Items I would have liked to explore further for this month, had I not run out of time (curse you February for being only 28 days!!!):
1) use of negative control outcomes - thanks to @ericaVoss we have a nice process using the LAERTES/Common Evidence Model to produce a list of candidate negative controls when we are interested in studying drug-outcome effects using product labeling, published literature, and spontaneous reports, but it's less obvious to me how to conceptualize the idea of negative control outcomes when we are studying the risk of one condition on another.

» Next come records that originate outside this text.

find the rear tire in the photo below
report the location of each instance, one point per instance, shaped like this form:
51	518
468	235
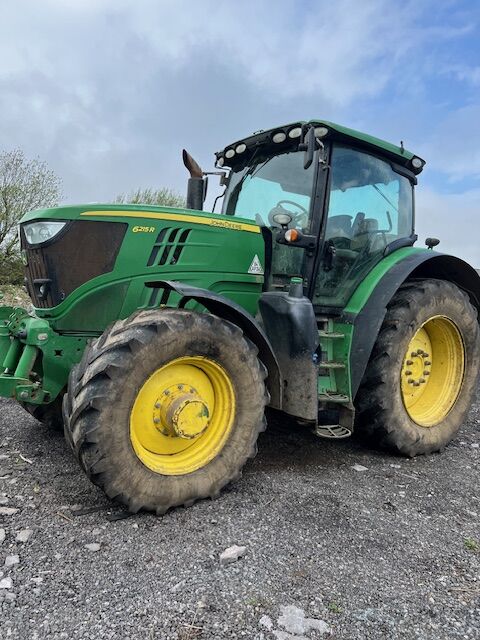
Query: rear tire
107	412
424	414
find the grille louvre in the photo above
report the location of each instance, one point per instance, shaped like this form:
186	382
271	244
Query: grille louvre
169	245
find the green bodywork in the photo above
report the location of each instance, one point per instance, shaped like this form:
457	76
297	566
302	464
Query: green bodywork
216	258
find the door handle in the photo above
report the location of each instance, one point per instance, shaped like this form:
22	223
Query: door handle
329	257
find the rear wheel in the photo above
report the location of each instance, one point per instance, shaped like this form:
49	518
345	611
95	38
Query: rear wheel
165	408
422	374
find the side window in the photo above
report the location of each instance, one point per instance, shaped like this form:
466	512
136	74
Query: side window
370	206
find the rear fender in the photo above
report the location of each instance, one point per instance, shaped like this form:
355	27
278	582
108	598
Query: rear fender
419	264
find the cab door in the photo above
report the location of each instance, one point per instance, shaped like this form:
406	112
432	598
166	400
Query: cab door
369	206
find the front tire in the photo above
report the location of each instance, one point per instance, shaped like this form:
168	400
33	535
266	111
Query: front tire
422	374
165	408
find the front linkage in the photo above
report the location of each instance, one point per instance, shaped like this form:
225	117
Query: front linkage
35	360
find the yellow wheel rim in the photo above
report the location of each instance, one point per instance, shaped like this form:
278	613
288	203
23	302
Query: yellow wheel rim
433	371
182	415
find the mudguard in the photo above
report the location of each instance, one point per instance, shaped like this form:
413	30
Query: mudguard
367	322
233	312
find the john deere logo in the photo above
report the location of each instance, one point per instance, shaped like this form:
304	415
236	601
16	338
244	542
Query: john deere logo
256	267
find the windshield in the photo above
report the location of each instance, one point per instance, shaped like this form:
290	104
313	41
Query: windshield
256	190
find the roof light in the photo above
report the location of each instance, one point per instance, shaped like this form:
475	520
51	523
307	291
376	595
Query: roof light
280	136
321	132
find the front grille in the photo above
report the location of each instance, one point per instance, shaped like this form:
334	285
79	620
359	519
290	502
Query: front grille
83	250
168	246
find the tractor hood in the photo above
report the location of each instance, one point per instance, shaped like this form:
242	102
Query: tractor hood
85	250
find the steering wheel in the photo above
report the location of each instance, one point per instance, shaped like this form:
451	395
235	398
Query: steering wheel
298	219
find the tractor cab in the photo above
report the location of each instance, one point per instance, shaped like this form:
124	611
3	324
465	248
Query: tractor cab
331	201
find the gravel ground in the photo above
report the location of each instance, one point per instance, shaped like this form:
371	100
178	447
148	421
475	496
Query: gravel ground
341	542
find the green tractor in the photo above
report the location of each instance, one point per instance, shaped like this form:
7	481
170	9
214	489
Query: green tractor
159	336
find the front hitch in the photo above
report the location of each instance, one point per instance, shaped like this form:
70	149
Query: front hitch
21	337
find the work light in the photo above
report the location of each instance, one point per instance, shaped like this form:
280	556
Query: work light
38	232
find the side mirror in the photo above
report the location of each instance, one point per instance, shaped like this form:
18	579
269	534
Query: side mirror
282	219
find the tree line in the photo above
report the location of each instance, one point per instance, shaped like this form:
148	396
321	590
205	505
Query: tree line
28	184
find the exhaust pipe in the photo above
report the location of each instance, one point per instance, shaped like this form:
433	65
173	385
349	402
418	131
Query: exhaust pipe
197	184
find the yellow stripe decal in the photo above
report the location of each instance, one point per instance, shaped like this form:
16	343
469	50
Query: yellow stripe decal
211	222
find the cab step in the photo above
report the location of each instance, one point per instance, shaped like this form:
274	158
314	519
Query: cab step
330	334
332	431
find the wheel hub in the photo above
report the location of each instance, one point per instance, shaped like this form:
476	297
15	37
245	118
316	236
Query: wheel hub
181	412
432	371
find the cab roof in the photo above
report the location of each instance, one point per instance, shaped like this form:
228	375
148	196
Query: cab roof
397	154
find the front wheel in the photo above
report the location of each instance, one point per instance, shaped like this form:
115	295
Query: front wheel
165	408
421	377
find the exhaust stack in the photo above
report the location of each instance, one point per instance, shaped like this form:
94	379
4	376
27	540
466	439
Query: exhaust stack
197	184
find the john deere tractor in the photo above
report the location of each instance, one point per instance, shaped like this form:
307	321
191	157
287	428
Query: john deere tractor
159	336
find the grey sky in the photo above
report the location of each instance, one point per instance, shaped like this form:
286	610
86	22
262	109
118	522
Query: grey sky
109	91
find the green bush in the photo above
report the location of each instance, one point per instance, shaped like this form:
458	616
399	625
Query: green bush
11	270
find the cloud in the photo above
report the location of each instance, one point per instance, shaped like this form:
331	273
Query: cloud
109	91
454	218
453	145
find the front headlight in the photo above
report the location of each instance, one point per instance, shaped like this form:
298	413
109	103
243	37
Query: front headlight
38	232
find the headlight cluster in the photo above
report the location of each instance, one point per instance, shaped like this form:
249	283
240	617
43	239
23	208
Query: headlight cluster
41	231
277	137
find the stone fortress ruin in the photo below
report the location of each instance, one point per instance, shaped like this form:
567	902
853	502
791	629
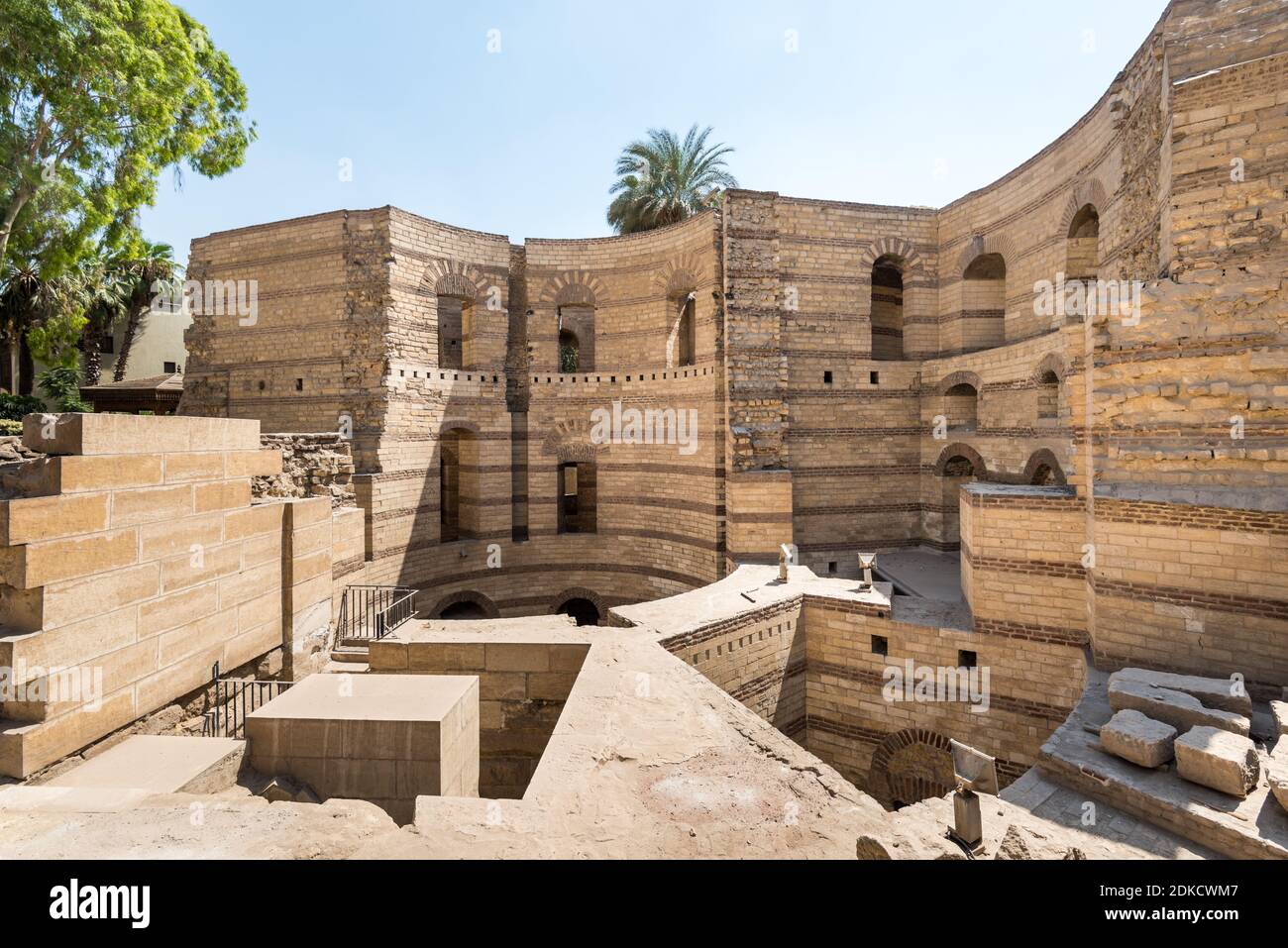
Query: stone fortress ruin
1056	412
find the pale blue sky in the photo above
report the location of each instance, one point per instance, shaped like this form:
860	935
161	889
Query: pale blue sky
893	102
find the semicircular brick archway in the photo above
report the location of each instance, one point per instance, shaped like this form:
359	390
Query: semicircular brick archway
961	451
911	766
581	592
488	607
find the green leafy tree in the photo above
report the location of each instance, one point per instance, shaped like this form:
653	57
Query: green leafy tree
97	98
664	180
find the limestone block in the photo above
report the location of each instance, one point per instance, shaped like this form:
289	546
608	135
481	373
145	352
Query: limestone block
1183	711
1279	708
31	519
136	434
1214	691
1137	738
1219	759
1280	790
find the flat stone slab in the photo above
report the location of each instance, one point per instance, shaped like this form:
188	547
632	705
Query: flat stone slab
1224	694
1183	711
160	764
1218	759
47	798
1137	738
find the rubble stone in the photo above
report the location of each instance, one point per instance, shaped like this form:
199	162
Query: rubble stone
1218	759
1137	738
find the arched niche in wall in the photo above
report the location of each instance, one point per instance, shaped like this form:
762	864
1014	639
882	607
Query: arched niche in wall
888	325
984	303
1082	245
458	481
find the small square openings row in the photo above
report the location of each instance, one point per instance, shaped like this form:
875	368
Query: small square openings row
442	376
612	378
874	377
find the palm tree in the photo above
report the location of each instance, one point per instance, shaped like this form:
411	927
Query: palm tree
662	180
153	265
102	288
29	299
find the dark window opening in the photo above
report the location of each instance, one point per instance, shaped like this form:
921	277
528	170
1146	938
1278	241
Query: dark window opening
463	610
581	609
578	494
570	353
687	334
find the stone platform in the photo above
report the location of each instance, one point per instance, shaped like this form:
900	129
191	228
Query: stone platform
384	738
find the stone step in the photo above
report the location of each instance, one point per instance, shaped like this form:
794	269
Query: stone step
351	655
161	764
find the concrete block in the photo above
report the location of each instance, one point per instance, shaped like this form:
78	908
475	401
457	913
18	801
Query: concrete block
1218	759
1138	740
385	738
1183	711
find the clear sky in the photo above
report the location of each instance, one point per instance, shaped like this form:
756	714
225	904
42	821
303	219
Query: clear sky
912	102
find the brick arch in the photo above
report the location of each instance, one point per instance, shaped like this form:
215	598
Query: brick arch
678	277
459	425
966	451
581	592
467	596
893	247
570	441
960	378
880	785
1044	456
445	277
980	245
574	287
1085	192
1051	363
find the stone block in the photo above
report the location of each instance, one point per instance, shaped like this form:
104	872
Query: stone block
136	434
1219	693
1183	711
33	519
1279	708
1138	740
1218	759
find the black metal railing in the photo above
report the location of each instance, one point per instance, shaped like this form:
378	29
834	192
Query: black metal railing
233	699
373	612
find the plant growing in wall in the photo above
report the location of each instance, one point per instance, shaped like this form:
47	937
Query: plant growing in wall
662	179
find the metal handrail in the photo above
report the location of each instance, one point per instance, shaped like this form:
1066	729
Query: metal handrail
233	700
373	612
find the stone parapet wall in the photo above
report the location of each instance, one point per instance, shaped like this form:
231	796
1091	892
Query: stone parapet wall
133	562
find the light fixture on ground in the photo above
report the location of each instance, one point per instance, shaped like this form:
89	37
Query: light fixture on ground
866	562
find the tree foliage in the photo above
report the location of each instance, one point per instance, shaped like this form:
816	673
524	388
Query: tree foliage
662	179
97	99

Without a list of negative control outcomes, I couldn't do empirical calibration, even though I do believe that should be a required best practice that we should all follow when completing a legitimate population-level effect estimation study
2) I used 1-to-1 matching. In many other studies I'm doing for work, we've been favoring variable-ratio matching because of the adding precision it offers, and in one recent study we've used stratification because we could achieve balance and we really wanted to preserve the full sample size. I wondered what, if any, impact that would have on this study.
3) It would have been interesting to see if the results held up when executing the analysis on other databases...perhaps others in the community would like to follow this step-by-step activity and run on your own data and share what you find?
Anyway, that's all I got for February. Thanks to the American Heart Association for raising awareness of the importance of heart disease research, and for showcasing observational database research as part of their efforts. I hope our OHDSI community can contribute to their cause, not just in the Februaries to come, but all year long, when we see opportunities for reliable evidence generated from our international data network may be appropriate to impact health decisions.